Returning without a receipt — at first thought, would you tie the ability to return an item to loyalty? These days, the answer is yes, as returns have evolved into a vital element of loyalty, as consumers often review return policies before even contemplating a purchase. 

In an interview with PYMNTS, Loop Return’s CEO Jonathan Poma delved into the status of product returns and explored the factors that retailers must take into account to recover their expenses. 

“As long as you are delivering a high quality, seamless and easy experience in the returns process and you can save that customer relationship — that’s critical,” Poma said. 

Read more: Loop CEO Says Returns Experience Now Drives Brand Loyalty 

Customers now anticipate a frictionless and cost-free returns process, and if that also means ditching the receipt for proof of purchase, retailers are willing to forgo it. By allowing returns without receipts, retailers demonstrate a commitment to convenience. In turn, this enhances customer satisfaction and fosters a positive perception of the retailer. 

A lenient return policy can work wonders in building customer loyalty. When shoppers feel that a retailer trusts them enough to process returns without receipt requirements, they are more likely to return. 

But Can It Come at a Cost? 

In recent weeks, it came to light that a Connecticut man had allegedly acquired close to $300,000 in fraudulent Home Depot credit by visiting stores across multiple states, procuring high-value doors, and subsequently returning them without providing a receipt, as outlined by federal prosecutors. 

Alexandre Henrique Costa-Mota, 26, from West Hartford, Connecticut, was arrested and detained without bail. The U.S. Attorney’s Office in Providence, Rhode Island, released a statement outlining that the charges pertained to wire fraud and a conspiracy to commit wire fraud. 

According to court documents, Costa-Mota assumed the appearance of a contractor when entering the stores. Prosecutors claim that he would enter the premises empty-handed, and then place one or more doors, each worth hundreds of dollars, onto a lumber cart, then conveyed the doors to the service department and initiated a return without a receipt. 

According to prosecutors, he obtained store credits in the form of cards, which he subsequently used at various stores. 

When his return attempts were denied, he allegedly departed with the doors without paying, then bringing them back to a different store. 

The scheme spanned Home Depot outlets in Rhode Island, Connecticut, Massachusetts, Maine, Maryland, Pennsylvania, New York and New Jersey.
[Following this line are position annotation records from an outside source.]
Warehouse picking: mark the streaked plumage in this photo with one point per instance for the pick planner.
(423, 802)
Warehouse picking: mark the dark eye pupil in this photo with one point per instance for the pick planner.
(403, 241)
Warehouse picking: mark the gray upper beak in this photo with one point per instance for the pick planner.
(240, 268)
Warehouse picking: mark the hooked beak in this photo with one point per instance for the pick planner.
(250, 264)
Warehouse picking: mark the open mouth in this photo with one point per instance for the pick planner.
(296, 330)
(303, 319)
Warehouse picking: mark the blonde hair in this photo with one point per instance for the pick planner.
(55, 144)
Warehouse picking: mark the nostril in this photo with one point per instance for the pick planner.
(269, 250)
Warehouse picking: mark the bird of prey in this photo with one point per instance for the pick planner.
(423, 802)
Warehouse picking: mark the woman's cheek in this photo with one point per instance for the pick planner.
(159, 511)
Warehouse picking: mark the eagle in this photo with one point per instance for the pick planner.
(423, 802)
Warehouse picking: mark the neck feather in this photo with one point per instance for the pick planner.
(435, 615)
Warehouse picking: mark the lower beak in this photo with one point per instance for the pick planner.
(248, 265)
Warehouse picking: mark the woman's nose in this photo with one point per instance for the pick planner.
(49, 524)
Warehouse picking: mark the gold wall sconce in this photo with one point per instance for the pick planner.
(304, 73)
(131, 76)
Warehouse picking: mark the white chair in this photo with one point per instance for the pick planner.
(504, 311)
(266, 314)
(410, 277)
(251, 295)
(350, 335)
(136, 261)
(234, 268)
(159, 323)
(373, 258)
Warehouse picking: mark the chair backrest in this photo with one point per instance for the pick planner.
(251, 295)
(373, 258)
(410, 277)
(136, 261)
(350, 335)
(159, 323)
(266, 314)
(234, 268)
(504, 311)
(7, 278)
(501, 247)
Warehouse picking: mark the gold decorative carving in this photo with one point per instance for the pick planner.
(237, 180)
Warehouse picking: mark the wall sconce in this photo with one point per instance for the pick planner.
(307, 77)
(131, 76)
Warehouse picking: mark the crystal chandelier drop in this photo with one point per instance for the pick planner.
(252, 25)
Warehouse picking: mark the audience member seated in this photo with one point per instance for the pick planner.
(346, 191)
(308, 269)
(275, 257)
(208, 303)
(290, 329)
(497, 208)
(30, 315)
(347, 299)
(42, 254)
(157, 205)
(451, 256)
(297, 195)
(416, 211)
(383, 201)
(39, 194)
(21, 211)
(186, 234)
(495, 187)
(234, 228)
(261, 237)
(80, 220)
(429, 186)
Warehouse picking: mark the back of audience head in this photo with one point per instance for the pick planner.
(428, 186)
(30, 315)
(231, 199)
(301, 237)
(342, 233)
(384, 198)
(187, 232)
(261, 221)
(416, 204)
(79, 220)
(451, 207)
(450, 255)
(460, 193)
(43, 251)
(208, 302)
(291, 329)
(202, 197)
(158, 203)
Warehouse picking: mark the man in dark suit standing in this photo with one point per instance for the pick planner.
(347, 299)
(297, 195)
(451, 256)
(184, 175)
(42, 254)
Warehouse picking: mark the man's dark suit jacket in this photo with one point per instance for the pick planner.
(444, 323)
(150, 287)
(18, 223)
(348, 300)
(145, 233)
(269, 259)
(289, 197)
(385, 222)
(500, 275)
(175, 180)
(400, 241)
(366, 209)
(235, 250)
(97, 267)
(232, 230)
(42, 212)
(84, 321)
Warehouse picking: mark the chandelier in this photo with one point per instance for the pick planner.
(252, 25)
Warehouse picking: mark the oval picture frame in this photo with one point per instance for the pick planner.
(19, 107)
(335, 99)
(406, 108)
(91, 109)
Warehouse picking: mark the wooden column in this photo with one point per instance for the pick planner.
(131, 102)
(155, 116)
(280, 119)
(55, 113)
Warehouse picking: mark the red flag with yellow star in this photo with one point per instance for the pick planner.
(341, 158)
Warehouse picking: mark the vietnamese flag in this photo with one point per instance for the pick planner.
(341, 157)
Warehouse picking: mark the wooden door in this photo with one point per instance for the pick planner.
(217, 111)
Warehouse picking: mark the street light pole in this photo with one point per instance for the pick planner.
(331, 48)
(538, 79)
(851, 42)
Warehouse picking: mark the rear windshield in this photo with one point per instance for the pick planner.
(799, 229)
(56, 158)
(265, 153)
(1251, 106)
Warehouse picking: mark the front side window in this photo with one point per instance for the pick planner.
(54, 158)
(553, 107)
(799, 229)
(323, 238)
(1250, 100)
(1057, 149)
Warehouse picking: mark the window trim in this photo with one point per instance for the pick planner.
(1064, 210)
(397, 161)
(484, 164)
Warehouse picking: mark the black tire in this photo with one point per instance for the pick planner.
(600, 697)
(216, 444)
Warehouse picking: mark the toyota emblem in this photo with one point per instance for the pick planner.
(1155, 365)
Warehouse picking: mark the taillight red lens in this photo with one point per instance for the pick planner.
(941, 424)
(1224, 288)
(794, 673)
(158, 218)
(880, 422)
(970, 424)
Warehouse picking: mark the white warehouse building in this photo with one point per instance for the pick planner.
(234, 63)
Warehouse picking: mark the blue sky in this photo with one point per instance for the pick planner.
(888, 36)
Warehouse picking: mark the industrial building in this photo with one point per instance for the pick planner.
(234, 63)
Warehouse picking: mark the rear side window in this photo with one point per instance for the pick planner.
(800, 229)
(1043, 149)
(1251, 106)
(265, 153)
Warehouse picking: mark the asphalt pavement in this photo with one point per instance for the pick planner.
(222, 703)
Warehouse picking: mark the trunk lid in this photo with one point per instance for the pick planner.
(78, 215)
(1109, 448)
From June 2021 to February 2022, prosecutors charge that Costa-Mota obtained around 370 counterfeit store credits. 

Home Depot upholds a policy that allows customers to return items without a receipt. The home improvement retailer has established measures aimed at preventing misuse, including the requirement of identification. 

In this particular case, it seems that the accused initially used his own driver’s license for one return and later used several forged licenses, as detailed in court documents. 

Read more: Home Depot: Consumers May Not Be Spending Big, but They’re Still Remodeling 

Ted Decker, chair and CEO of Home Depot, has said that theft is a “big problem” for retail. “This isn’t the random shoplifter anymore.” 

Retailers looking to employ a seamless returns process will need to strike a balance between customer convenience and fraud prevention. Implementing stricter return policies, requiring receipts or identification, and using advanced technology to track and verify returns are some ways to mitigate the risks associated with returns without receipts.

Additionally, investing in employee training to identify potential fraud and suspicious return patterns can aid in safeguarding the retailer’s financial health and reputation. However, the ultimate measure of success lies in how effectively all these requirements can still provide a seamless and enjoyable experience for the customer.